“Queen Charlotte: A Bridgerton Story” has one of the most complicated, and yet stylistically unified, scores of any series this year — Kris Bowers‘ original score, the 18th-century period music, and a surprising number of string-quartet covers of 21st-century hits.
The Netflix series, a prequel to the 2021 hit “Bridgerton,” imagines a Black bride for England’s King George III in 1761, chronicling their initially rocky marriage and her gradual understanding of the monarch’s mental illness; flash-forwards to 1817 feature an older and wiser queen.
Bowers, who earned two Emmy nominations for his work, returned for the prequel but took a different approach. “This show needed a level of intimacy that the score for ‘Bridgerton’ doesn’t necessarily have,” he says. “My initial instinct was to write for a smaller ensemble, and to mic and mix the music in a way that was more intimate and tactile, a sense of closeness to the instruments.”

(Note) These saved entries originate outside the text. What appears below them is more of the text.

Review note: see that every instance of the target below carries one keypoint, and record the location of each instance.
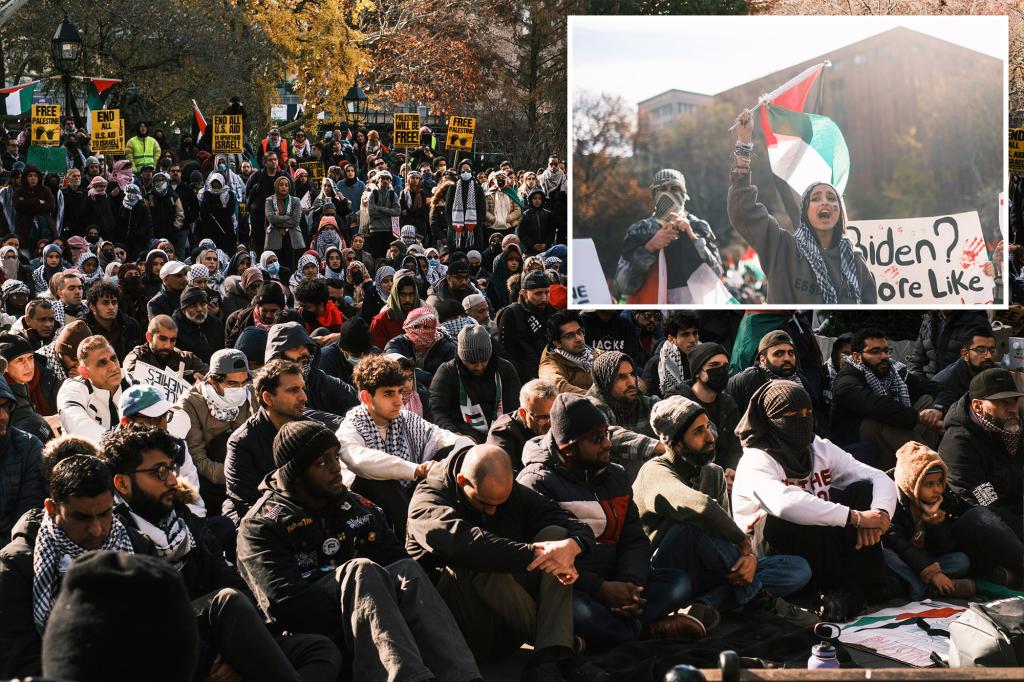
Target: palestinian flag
(17, 100)
(803, 148)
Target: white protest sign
(939, 259)
(588, 278)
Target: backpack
(988, 635)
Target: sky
(641, 56)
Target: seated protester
(282, 396)
(685, 510)
(982, 446)
(289, 341)
(316, 309)
(88, 403)
(567, 360)
(614, 599)
(530, 419)
(710, 368)
(920, 546)
(508, 554)
(401, 299)
(385, 448)
(199, 332)
(799, 494)
(977, 355)
(144, 480)
(37, 325)
(173, 278)
(266, 310)
(841, 348)
(144, 406)
(877, 400)
(75, 518)
(422, 341)
(216, 407)
(161, 351)
(941, 338)
(361, 591)
(353, 343)
(670, 367)
(60, 354)
(469, 392)
(104, 318)
(522, 326)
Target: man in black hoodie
(322, 559)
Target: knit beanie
(474, 344)
(672, 417)
(701, 353)
(354, 336)
(71, 335)
(299, 443)
(573, 417)
(93, 633)
(913, 462)
(772, 339)
(192, 296)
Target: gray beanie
(474, 344)
(673, 416)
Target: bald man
(508, 558)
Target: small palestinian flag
(17, 100)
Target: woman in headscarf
(508, 263)
(134, 222)
(378, 294)
(798, 494)
(217, 214)
(817, 263)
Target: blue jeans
(707, 561)
(954, 564)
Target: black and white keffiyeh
(892, 386)
(809, 248)
(52, 556)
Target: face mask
(718, 378)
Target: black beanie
(572, 417)
(299, 443)
(354, 336)
(116, 614)
(701, 353)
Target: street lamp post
(66, 49)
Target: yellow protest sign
(108, 131)
(407, 130)
(460, 136)
(315, 171)
(46, 125)
(1017, 150)
(227, 134)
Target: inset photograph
(819, 161)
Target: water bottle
(823, 654)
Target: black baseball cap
(993, 384)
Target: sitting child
(920, 546)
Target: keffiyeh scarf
(52, 556)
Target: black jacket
(482, 390)
(444, 529)
(288, 555)
(604, 499)
(981, 471)
(853, 401)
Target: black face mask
(718, 378)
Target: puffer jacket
(602, 500)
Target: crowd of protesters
(396, 455)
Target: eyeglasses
(162, 471)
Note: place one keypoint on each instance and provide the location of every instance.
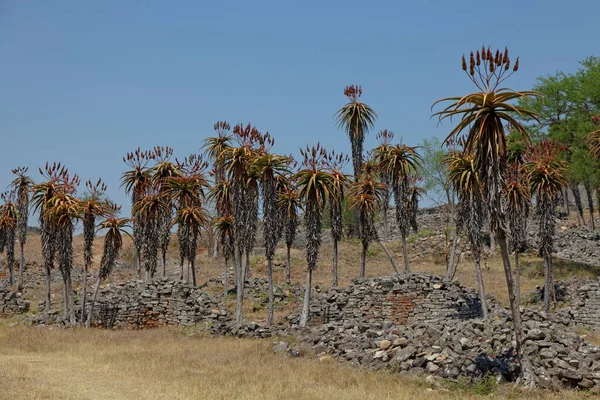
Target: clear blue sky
(83, 82)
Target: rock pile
(12, 303)
(399, 299)
(463, 348)
(137, 304)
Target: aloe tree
(214, 148)
(399, 162)
(289, 203)
(517, 210)
(356, 119)
(366, 196)
(42, 193)
(268, 167)
(22, 184)
(224, 230)
(192, 219)
(340, 182)
(238, 160)
(135, 181)
(314, 185)
(470, 210)
(8, 225)
(113, 243)
(482, 115)
(63, 209)
(546, 175)
(146, 212)
(385, 138)
(162, 170)
(92, 206)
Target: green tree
(483, 115)
(314, 186)
(22, 184)
(546, 175)
(356, 119)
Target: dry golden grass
(171, 364)
(349, 264)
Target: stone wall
(401, 299)
(137, 304)
(12, 303)
(583, 302)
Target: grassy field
(176, 364)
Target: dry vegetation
(174, 364)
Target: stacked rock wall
(137, 304)
(583, 303)
(11, 303)
(401, 299)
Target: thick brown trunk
(450, 270)
(387, 253)
(138, 264)
(71, 301)
(334, 280)
(578, 204)
(547, 284)
(239, 301)
(91, 314)
(48, 287)
(526, 368)
(84, 293)
(517, 278)
(288, 268)
(21, 266)
(363, 262)
(405, 254)
(247, 266)
(193, 268)
(270, 278)
(225, 282)
(484, 311)
(306, 304)
(590, 197)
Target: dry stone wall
(137, 304)
(12, 303)
(401, 299)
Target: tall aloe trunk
(138, 264)
(387, 253)
(306, 304)
(484, 310)
(334, 280)
(21, 264)
(239, 316)
(517, 278)
(193, 268)
(590, 198)
(270, 277)
(48, 285)
(288, 267)
(405, 253)
(363, 261)
(84, 292)
(578, 204)
(91, 313)
(452, 257)
(527, 369)
(225, 281)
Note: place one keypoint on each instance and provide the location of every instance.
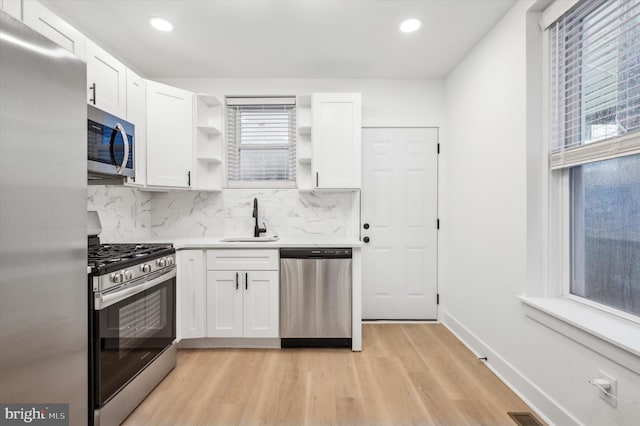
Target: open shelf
(210, 160)
(304, 100)
(304, 130)
(208, 99)
(210, 130)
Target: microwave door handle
(125, 139)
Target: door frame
(437, 129)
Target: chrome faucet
(256, 229)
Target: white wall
(125, 213)
(385, 102)
(489, 205)
(288, 213)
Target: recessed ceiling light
(410, 25)
(161, 24)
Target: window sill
(612, 337)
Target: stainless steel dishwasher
(315, 297)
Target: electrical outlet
(613, 389)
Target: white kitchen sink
(250, 239)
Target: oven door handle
(105, 300)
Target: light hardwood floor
(406, 374)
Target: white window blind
(261, 142)
(595, 82)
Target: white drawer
(242, 260)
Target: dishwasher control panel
(315, 253)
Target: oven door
(131, 327)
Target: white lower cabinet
(228, 293)
(243, 293)
(192, 319)
(242, 303)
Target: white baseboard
(543, 405)
(230, 343)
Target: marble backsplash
(125, 213)
(129, 214)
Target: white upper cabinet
(336, 135)
(192, 295)
(12, 7)
(49, 25)
(137, 114)
(106, 80)
(169, 136)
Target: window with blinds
(594, 54)
(595, 82)
(261, 142)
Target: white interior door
(399, 207)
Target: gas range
(114, 265)
(132, 322)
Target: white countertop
(215, 242)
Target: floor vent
(525, 419)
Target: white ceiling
(285, 38)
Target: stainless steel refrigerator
(43, 242)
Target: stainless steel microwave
(110, 148)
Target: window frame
(261, 184)
(559, 191)
(546, 298)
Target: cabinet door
(106, 80)
(336, 140)
(261, 304)
(12, 7)
(191, 290)
(51, 26)
(224, 303)
(169, 135)
(137, 114)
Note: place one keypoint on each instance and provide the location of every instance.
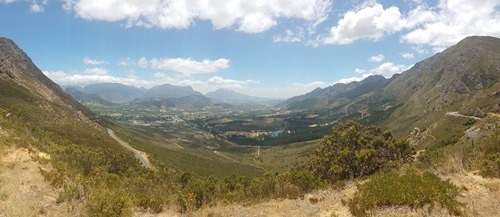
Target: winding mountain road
(456, 114)
(143, 157)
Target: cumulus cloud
(360, 71)
(35, 7)
(220, 82)
(86, 78)
(126, 62)
(352, 79)
(185, 66)
(452, 20)
(437, 26)
(407, 55)
(246, 16)
(369, 21)
(7, 1)
(377, 58)
(290, 36)
(388, 69)
(96, 71)
(92, 76)
(88, 61)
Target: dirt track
(143, 157)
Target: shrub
(490, 166)
(413, 188)
(108, 203)
(354, 150)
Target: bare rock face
(17, 67)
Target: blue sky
(270, 48)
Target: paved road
(456, 114)
(143, 157)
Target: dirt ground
(23, 190)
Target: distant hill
(120, 93)
(192, 102)
(29, 96)
(235, 98)
(169, 91)
(337, 95)
(465, 78)
(85, 98)
(113, 92)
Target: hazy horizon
(274, 49)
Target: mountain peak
(16, 66)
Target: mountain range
(465, 78)
(183, 96)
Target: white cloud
(436, 26)
(290, 36)
(88, 61)
(126, 62)
(8, 1)
(220, 82)
(377, 58)
(408, 55)
(360, 71)
(312, 85)
(185, 66)
(83, 78)
(369, 21)
(96, 71)
(246, 16)
(452, 20)
(352, 79)
(388, 69)
(36, 6)
(93, 76)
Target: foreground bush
(354, 150)
(413, 188)
(108, 203)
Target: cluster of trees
(110, 183)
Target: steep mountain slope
(169, 91)
(29, 96)
(337, 95)
(464, 78)
(113, 92)
(86, 99)
(453, 80)
(120, 93)
(192, 102)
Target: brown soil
(23, 190)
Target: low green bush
(413, 188)
(353, 150)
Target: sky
(267, 48)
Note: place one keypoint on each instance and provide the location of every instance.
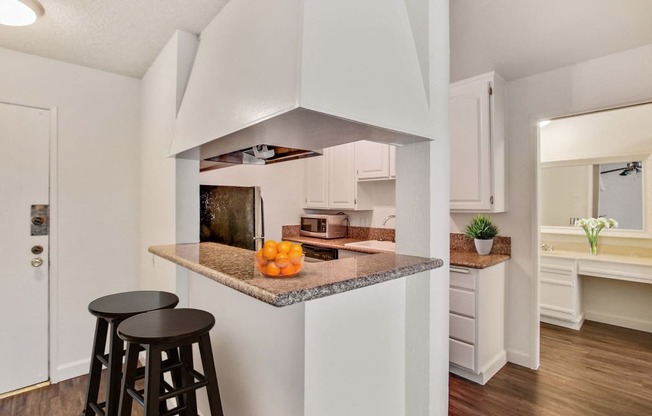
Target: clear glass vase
(593, 245)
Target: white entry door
(24, 181)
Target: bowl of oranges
(283, 259)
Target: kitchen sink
(375, 245)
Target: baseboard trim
(626, 322)
(70, 370)
(485, 375)
(564, 323)
(519, 358)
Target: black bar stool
(161, 331)
(110, 311)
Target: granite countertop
(235, 268)
(476, 261)
(634, 257)
(463, 253)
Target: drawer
(462, 302)
(464, 278)
(461, 354)
(461, 328)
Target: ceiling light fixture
(20, 12)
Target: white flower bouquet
(592, 227)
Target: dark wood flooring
(600, 370)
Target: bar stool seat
(160, 331)
(110, 311)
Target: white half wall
(98, 191)
(162, 84)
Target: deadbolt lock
(38, 220)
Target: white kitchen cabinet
(560, 292)
(478, 154)
(477, 322)
(330, 181)
(316, 181)
(374, 161)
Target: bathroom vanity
(560, 275)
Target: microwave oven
(324, 226)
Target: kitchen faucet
(387, 218)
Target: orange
(269, 252)
(272, 269)
(260, 259)
(288, 271)
(294, 247)
(282, 260)
(295, 257)
(284, 247)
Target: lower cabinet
(560, 292)
(477, 322)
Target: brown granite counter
(463, 253)
(476, 261)
(235, 268)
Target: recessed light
(20, 12)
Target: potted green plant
(482, 230)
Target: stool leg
(116, 348)
(207, 362)
(152, 380)
(190, 397)
(128, 379)
(176, 374)
(95, 371)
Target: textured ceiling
(122, 36)
(518, 38)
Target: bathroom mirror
(611, 190)
(597, 164)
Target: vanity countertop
(635, 257)
(235, 268)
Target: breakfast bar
(334, 340)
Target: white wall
(98, 188)
(162, 86)
(600, 83)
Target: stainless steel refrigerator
(232, 215)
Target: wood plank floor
(600, 370)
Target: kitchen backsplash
(357, 233)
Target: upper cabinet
(374, 161)
(478, 153)
(330, 181)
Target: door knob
(38, 220)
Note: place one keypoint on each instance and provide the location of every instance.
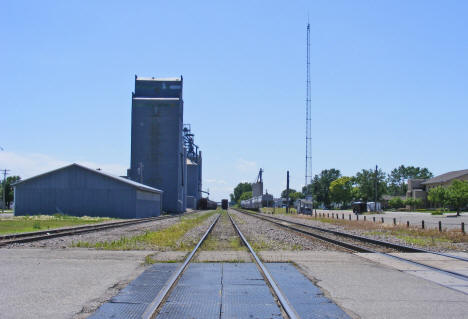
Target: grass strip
(166, 238)
(22, 224)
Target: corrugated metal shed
(81, 191)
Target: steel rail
(366, 239)
(279, 294)
(358, 248)
(153, 308)
(60, 232)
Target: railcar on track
(255, 203)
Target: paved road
(415, 219)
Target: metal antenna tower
(308, 172)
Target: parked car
(359, 207)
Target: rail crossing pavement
(220, 290)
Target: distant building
(81, 191)
(445, 179)
(158, 157)
(418, 188)
(194, 168)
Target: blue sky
(389, 83)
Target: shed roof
(99, 172)
(446, 177)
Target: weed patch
(21, 224)
(166, 238)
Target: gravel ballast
(264, 235)
(367, 233)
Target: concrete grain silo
(158, 158)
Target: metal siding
(79, 192)
(192, 180)
(157, 144)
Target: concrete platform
(435, 276)
(369, 289)
(44, 283)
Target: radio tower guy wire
(308, 157)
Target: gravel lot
(99, 236)
(266, 236)
(365, 232)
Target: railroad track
(156, 305)
(60, 232)
(359, 243)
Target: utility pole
(308, 156)
(5, 172)
(287, 192)
(375, 192)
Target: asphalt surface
(415, 219)
(44, 283)
(368, 289)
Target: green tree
(396, 202)
(245, 195)
(239, 190)
(457, 195)
(320, 186)
(9, 190)
(438, 196)
(365, 182)
(341, 190)
(398, 178)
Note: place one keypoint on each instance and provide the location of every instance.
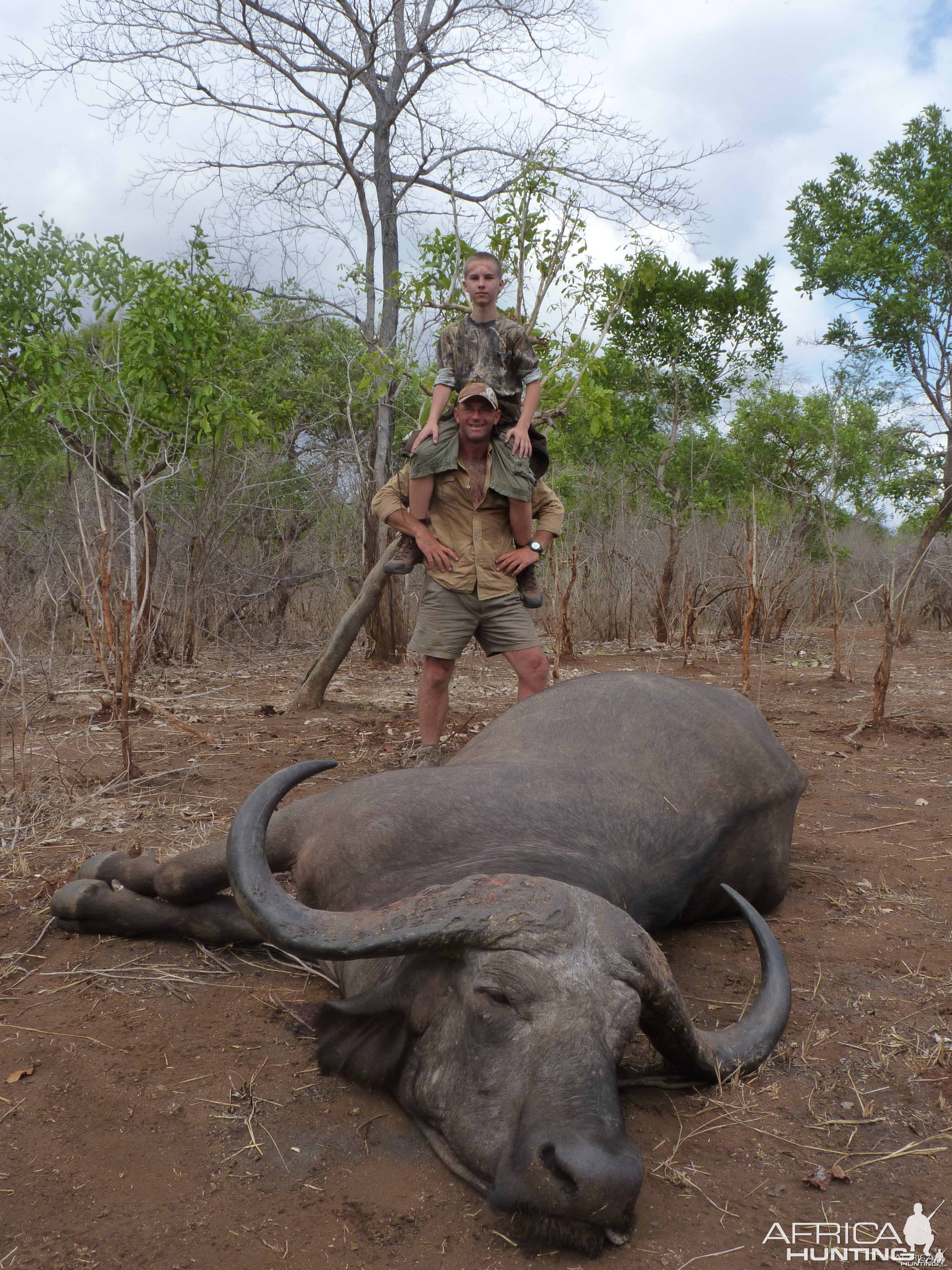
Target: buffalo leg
(186, 879)
(92, 907)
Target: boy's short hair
(482, 256)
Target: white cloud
(789, 83)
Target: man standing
(472, 566)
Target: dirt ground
(171, 1116)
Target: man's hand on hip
(516, 561)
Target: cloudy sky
(788, 83)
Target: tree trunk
(387, 625)
(882, 680)
(310, 695)
(748, 625)
(663, 601)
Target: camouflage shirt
(498, 354)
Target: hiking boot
(428, 756)
(530, 589)
(407, 557)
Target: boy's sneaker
(428, 756)
(530, 589)
(407, 557)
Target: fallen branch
(322, 671)
(180, 723)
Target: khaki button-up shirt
(478, 535)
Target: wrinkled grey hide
(501, 1028)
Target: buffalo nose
(572, 1175)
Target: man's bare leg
(433, 704)
(531, 666)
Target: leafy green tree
(830, 455)
(880, 238)
(133, 394)
(690, 338)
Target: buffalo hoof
(78, 901)
(136, 873)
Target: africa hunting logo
(861, 1241)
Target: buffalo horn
(666, 1020)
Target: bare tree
(354, 119)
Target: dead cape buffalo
(488, 924)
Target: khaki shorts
(449, 620)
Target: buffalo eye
(496, 996)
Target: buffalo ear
(366, 1046)
(366, 1037)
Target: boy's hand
(520, 439)
(432, 431)
(439, 557)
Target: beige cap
(478, 389)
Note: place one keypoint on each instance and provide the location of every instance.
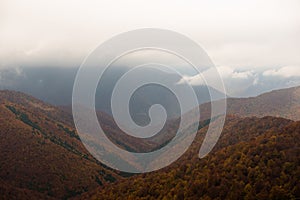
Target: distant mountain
(255, 158)
(41, 154)
(278, 103)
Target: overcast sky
(242, 38)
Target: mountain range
(257, 156)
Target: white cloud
(286, 72)
(234, 33)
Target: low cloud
(286, 72)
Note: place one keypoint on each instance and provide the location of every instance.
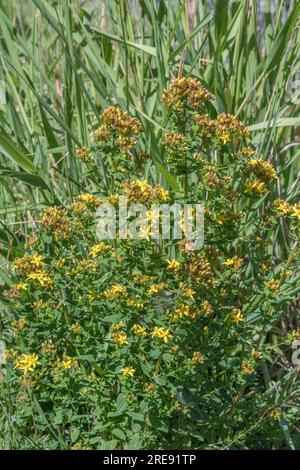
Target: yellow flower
(119, 337)
(42, 277)
(115, 292)
(275, 414)
(236, 316)
(295, 211)
(18, 325)
(256, 188)
(235, 262)
(173, 265)
(198, 358)
(128, 371)
(263, 170)
(273, 285)
(161, 333)
(156, 288)
(247, 368)
(90, 200)
(75, 328)
(187, 291)
(98, 249)
(27, 363)
(139, 330)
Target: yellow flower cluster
(256, 188)
(98, 249)
(42, 277)
(175, 141)
(185, 92)
(264, 171)
(139, 330)
(128, 372)
(234, 263)
(28, 263)
(156, 288)
(142, 192)
(198, 358)
(27, 363)
(116, 291)
(284, 208)
(236, 316)
(273, 285)
(119, 337)
(173, 265)
(161, 333)
(56, 220)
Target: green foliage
(205, 338)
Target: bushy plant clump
(145, 343)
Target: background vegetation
(63, 62)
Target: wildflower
(185, 92)
(98, 249)
(119, 337)
(173, 265)
(128, 371)
(39, 305)
(156, 288)
(273, 285)
(235, 262)
(48, 346)
(115, 292)
(256, 188)
(282, 206)
(80, 446)
(90, 200)
(27, 363)
(175, 141)
(206, 308)
(247, 368)
(274, 414)
(142, 192)
(187, 291)
(135, 303)
(247, 151)
(161, 333)
(198, 358)
(18, 325)
(75, 328)
(59, 263)
(28, 263)
(256, 354)
(139, 330)
(236, 316)
(295, 211)
(85, 155)
(150, 387)
(264, 171)
(229, 129)
(42, 277)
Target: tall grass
(62, 63)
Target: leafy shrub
(143, 343)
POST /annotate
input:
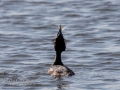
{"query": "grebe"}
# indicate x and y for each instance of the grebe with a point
(58, 69)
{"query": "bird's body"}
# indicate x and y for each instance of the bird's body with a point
(58, 69)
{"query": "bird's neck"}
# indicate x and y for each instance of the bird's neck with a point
(58, 60)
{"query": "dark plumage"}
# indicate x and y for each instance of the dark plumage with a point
(58, 69)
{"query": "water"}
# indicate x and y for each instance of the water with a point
(27, 30)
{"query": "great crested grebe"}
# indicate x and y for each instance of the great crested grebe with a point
(58, 69)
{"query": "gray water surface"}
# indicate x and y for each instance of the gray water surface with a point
(27, 30)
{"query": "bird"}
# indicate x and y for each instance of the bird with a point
(58, 69)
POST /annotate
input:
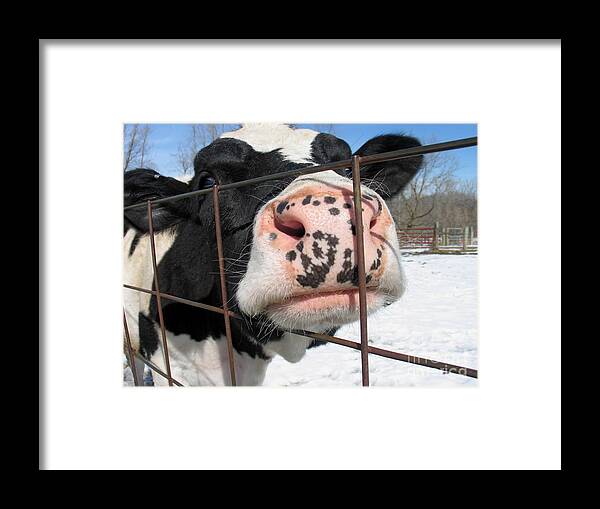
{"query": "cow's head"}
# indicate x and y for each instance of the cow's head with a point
(290, 243)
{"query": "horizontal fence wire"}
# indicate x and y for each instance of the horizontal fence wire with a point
(355, 164)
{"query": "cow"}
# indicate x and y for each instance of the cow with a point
(289, 249)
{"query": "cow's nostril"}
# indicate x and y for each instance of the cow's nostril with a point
(290, 227)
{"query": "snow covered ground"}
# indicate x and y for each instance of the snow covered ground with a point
(435, 319)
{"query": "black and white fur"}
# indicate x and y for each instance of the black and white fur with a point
(186, 248)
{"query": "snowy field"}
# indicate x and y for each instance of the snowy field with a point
(435, 319)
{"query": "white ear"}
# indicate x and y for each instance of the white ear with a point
(291, 347)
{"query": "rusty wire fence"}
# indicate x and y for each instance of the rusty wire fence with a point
(365, 349)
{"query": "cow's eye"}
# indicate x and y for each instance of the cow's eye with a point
(206, 181)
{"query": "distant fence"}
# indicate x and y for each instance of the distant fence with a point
(435, 238)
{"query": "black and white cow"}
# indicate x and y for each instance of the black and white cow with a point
(289, 245)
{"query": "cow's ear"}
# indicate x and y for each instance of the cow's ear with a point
(141, 185)
(389, 178)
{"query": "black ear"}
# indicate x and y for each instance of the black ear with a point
(141, 185)
(389, 178)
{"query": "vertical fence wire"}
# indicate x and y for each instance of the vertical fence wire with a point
(130, 354)
(218, 234)
(158, 299)
(360, 262)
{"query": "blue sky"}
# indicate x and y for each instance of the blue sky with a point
(166, 137)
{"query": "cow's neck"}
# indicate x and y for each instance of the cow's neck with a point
(206, 362)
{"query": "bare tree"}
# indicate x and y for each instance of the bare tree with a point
(137, 146)
(199, 136)
(416, 203)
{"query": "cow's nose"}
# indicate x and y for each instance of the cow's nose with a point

He played the 18th-century fortepiano for the younger Charlotte — “it’s a very bright sound, with a very different feel,” Bowers says — as part of his chamber ensemble: string quintet (two violins, viola, cello, bass), sometimes adding a second cello. “The older Charlotte is more of that ‘Bridgerton’ sound,” he adds, “a bigger orchestra, grand piano, a more refined sound versus the grittier sound of young Charlotte.”
In a surprising connection with another Bowers project, he was inspired by the music of French-Caribbean musician Joseph Bologne, Chevalier de Saint-Georges, just weeks before he got the job of scoring “Chevalier” (the film released earlier this year). He penned a song with Tayla Parks, “A Feeling I’ve Never Been,” for the royal wedding, along with other moments “where my reference point was trying to emulate Chevalier in different ways.”
According to “Queen Charlotte” music supervisor Alexandra Patsavas, executive producers Shonda Rhimes, Betsy Beers and Tom Verica “had srong ideas about how score and source (music) could enhance the storytelling, and we started the conversation well before production.”
Similar to the much talked-about covers of contemporary songs in “Bridgerton,” “Queen Charlotte” contained versions of songs “written, performed, or turned into cultural juggernauts by women of color,” Patsavas says, including “Halo,” “If I Ain’t Got You,” “Deja Vu,” “Run the World,” “Nobody Gets Me” and “I Will Always Love You.”
“Shonda Rhimes thought these iconic female artists of color — Beyonce, SZA, Whitney Houston, Alicia Keys — were perfect to tell Charlotte’s story through music,” Patsavas added.
The Vitamin String Quartet performed Keys’ “If I Ain’t Got You” for Lady Danbury’s ball in the third episode. Then after the series was finished, a music video of that song featuring 70 women of color, dressed in period costumes, was shot while they performed an orchestral version at London’s Abbey Road. Bowers produced it.
Patsavas also found approximately 30 classical pieces of the era — “Georgian icons such as Handel, Mozart, Purcell, to make sure songs and sounds of the era were introduced and heard.”